Marik shifted his view and saw that the approaching
invaders were less than a mile distant.  Dietrik nudged him when he reentered
his body.  He pointed without speaking.  Movement shimmered over the rolling
ground, the snow seeming to roil.  If they continued without slowing, the day’s
second major battle would begin in fewer than ten minutes.

He drew his sword and shrugged off his pack.  It
heartened him to see the action matched by every other experienced mercenary he
knew.  The younger among the newer recruits watched for a moment before
understanding.  It was another mark of his advanced experience that he had
acted on instinct.

The men all threw their packs into a pile that grew
into a small hillock.  If they survived then they would return to reclaim their
possessions.  None were so valuable as to be worth the risk of their
encumbrance during the coming fight.  Only coins were of any true value, and
each man usually carried them in pouches or purses tied to their belts or
stashed under their tunics.

Marik gathered in energy.  With the physical shield
woven around his blade, his reserves would drain far quicker.  That would be no
problem if he ever figured out how to continually draw while utilizing his
strength working.  Of course by then, Sennet would have his new blade ready,
and it would no longer matter.  Today he would need to be cautious.

He would hold the frontline and destroy any black
bastards that dared to come near.  When his reserves ran low, then he could
duck back into the line long enough to refill from the mass diffusion. 
Or
,
he thought,
if I can cut a wide enough swatch, then I might be able to drop
the workings long enough to fully refill before they close ranks on me.

That might work as well.  He remembered the void that
had surrounded him at the Hollister Bridge when the Noliers came to realize he
was different from the other fighters.  If that happened, he might have to lead
the frontline in a charge against the enemy, forcing them to confront him.

But he could do it.  His fighting skills were top
level, unmatched by these slobs who thought being a soldier also meant being a
fighter!  He would show them what real skill was.

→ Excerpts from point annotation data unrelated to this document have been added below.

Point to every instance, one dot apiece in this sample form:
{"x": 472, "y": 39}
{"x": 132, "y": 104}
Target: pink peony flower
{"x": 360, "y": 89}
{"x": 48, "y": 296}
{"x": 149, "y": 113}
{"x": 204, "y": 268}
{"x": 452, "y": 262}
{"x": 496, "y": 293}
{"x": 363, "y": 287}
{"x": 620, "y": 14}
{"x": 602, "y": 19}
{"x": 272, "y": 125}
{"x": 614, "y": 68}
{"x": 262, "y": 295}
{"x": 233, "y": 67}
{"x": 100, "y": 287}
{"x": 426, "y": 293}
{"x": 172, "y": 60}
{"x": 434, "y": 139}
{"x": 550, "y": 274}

Yes, and he would show the ‘appointed’ Arm of Galemar
what made a true warrior.  Let him wallow in the knowledge that he only aped
his predecessors.  He could stew in his own shame that commoners were more
deserving of being acknowledged as the greatest warriors of the age.  Marik
hoped a tone-deaf minstrel would write another song that would endlessly warble
through the nobility’s halls and forever torment this grandiose kingdom
defender.

That might send the puffed-up nobles a clear slap to
the face.  He grinned at the thought before reentering the etheric.  This time
he sank through the insubstantial ground to search for any lines flowing near
the Rovasii.  The faint sensation of heat baking across his being quickly led
him to two.

Both lines were very thick and strong.  They flowed
south, into the forest, or under it, he supposed.  He hesitated to touch
either.  His experience with lines was limited.  These were far larger than the
fat lines flowing under Thoenar.

Tollaf had assured him such a difference would
not
make a difference, the old fart sounding less than credible as he listed
endless variations between lines, all while stating that none of them changed
their nature in any significant manner.  The flowing energy would answer to his
manipulations as long as he refrained from reckless actions.